There were several committees within the Society, including but not limited to the Committee on Charity (Note: Sometimes also called the Committee on Relief), the Committee on Schools (School Funds), the Fundraising Committee, the Committee on Accounts, and the Committee on Stewards. Typically members are upper class philanthropists, and notable members of South Carolina history have been members and officers of the Society.

=== Notable members and officers ===
- William Ashmead Courtenay (Honorary Member)
- Mitchell Campbell King and his father, who served as President
- John Moultrie, Jr. (politician)
- Oconostota
- James Glen
- William Lyttelton, 1st Baron Lyttelton
- Alexander Hewat

== Presidents ==
Presidents of the St. Andrew's Society from historical records include:
- Alexander Skene – 1st President (1730-1740)
- James Abercromby – 2nd President (1740-1745)
- John Cleland – 3rd President (1745-1760)
- John Moultrie – 4th President (1760-1771)
- John Stuart – 5th President (1772-1775) (Note: Between 1775 and 1780, there are minimal records for Presidents and officers due to the ongoing American Revolution, including the Battle of Sullivan's Island. The next Presidency is recorded in November 1780, after the Siege of Charleston. Due to this lack of record, enumeration will continue in order.)
- James Simpson – 6th President (1780-1781)
- James Moncrief – 7th President (1781-1787)
- William Moultrie – 8th President (1787-1790)
- Dr. Alexander Baron – 9th President (1790-1819)
- Adam Tunno – 10th President (1819-1833)
- Mitchell King – 11th President (1833-1835)
- James Robertson – 12th President (1835-1847)
- Andrew McDowall – 13th President (1847-1859)
- Robert Mure – 14th President (1859-1871)
- Wilmot Gibbes DeSaussure – 15th President (1871-1886)
- James Allan – 16th President (1886-1891)
- A. S. Johnston – 17th President (1891-1893)
- Alexander W. Marshall – 18th President (1893-1906)
- J. Bachman Chisolm – 19th President (1906-1909)
- William C. Miller – 20th President (1909-1912)
- George H. Moffett – 21st President (1912-1918)
- Alexander Marshall – 22nd President (1918-1919)
- Moultrie Rutledge Rivers – 23rd President (1919-1925)
- Oliver J. Bond – 24th President (1925-1927)
- I'On L. Rhett – 25th President (1927-1928)
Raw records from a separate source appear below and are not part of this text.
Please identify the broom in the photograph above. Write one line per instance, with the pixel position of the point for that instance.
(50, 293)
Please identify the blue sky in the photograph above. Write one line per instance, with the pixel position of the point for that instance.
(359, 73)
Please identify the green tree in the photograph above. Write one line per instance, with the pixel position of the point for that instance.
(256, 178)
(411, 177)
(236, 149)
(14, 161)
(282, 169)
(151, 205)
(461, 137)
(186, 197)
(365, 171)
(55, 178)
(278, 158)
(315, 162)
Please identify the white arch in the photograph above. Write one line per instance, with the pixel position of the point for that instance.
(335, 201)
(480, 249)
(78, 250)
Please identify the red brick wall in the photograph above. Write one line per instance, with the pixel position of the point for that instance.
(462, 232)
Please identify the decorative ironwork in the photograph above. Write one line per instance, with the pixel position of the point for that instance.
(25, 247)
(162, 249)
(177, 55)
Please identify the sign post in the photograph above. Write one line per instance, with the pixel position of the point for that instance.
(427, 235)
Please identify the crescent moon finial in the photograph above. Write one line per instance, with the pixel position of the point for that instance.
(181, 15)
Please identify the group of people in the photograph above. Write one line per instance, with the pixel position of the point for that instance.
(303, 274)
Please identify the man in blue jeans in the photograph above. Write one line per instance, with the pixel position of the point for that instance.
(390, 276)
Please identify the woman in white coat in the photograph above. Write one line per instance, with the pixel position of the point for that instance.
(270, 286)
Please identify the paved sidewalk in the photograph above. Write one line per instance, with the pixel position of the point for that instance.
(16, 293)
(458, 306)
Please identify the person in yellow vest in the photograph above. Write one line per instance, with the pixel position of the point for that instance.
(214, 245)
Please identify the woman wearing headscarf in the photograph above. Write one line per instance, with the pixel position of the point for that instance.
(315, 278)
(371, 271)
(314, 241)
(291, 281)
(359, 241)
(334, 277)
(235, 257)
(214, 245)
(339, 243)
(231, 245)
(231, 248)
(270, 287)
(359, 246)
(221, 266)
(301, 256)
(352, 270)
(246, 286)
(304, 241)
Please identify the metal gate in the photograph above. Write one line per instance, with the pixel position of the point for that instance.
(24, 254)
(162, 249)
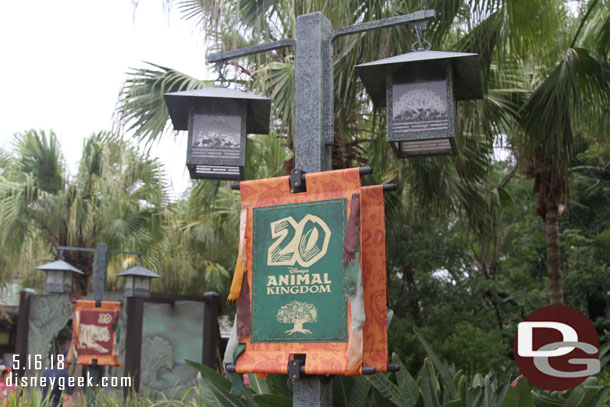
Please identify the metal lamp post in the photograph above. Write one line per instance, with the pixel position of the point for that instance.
(313, 115)
(420, 91)
(217, 120)
(138, 282)
(58, 279)
(98, 283)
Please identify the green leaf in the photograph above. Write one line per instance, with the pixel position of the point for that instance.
(519, 394)
(272, 400)
(429, 385)
(441, 367)
(385, 386)
(406, 383)
(259, 386)
(215, 388)
(360, 390)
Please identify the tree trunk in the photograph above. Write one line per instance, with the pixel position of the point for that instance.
(553, 253)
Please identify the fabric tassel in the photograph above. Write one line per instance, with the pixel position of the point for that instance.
(237, 379)
(355, 345)
(352, 232)
(243, 309)
(242, 257)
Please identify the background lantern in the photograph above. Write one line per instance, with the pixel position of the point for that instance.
(420, 90)
(217, 120)
(58, 277)
(138, 281)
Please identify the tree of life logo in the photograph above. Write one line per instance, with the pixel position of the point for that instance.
(309, 242)
(556, 348)
(297, 313)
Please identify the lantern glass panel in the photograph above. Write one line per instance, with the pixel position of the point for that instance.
(421, 110)
(217, 140)
(54, 281)
(128, 288)
(141, 287)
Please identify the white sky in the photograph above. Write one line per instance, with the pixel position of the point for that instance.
(62, 64)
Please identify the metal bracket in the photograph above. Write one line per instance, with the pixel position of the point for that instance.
(297, 181)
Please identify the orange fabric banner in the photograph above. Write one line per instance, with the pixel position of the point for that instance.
(94, 332)
(322, 357)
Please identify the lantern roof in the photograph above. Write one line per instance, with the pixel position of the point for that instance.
(466, 69)
(179, 104)
(59, 265)
(139, 271)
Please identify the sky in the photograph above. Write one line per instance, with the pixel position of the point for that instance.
(62, 64)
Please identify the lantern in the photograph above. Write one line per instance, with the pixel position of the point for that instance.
(58, 277)
(420, 90)
(138, 281)
(217, 120)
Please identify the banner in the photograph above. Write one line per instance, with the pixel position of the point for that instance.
(296, 289)
(94, 332)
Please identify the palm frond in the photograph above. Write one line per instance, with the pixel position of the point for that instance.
(141, 106)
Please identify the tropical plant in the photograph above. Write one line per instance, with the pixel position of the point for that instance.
(437, 384)
(115, 197)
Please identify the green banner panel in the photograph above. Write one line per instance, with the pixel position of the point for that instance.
(297, 290)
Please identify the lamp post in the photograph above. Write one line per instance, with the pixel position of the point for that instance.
(58, 279)
(217, 120)
(138, 281)
(420, 91)
(98, 283)
(313, 116)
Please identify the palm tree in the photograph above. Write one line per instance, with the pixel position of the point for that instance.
(115, 197)
(512, 38)
(576, 89)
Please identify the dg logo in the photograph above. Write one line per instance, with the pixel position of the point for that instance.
(557, 348)
(303, 242)
(104, 318)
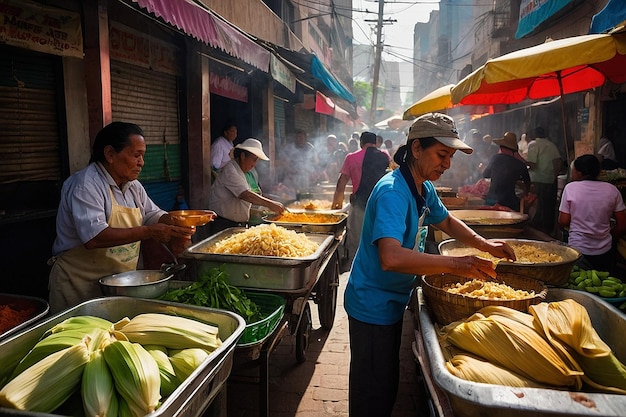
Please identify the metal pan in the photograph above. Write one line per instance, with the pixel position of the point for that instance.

== Charitable assistance ==
Historically, to receive assistance from the St. Andrew's Society, people needed to send a letter requesting charitable assistance describing their financial situation. Any person needing immediate assistance could get assistance, so long as the sum was under twenty dollars. Examples of reasons for requesting charitable assistance from St. Andrew's include being widowed, age, illness, and loss of possessions. The Society funded any request for charity that was reasonable and could be resourced.

Formal requests for financial assistance from the Society could come from the recipients themselves or could be nominated by members within the Society. These applications for aid were first routed through the Committee on Charity for review. Then, the general body of membership would vote on people needing charitable assistance. Once accepted, the person be delivered relief funds from a member of the Society (often the treasurer).

Revenues that were used for charitable assistance to the public were collected through new membership fees and dues, contributions, and fundraising.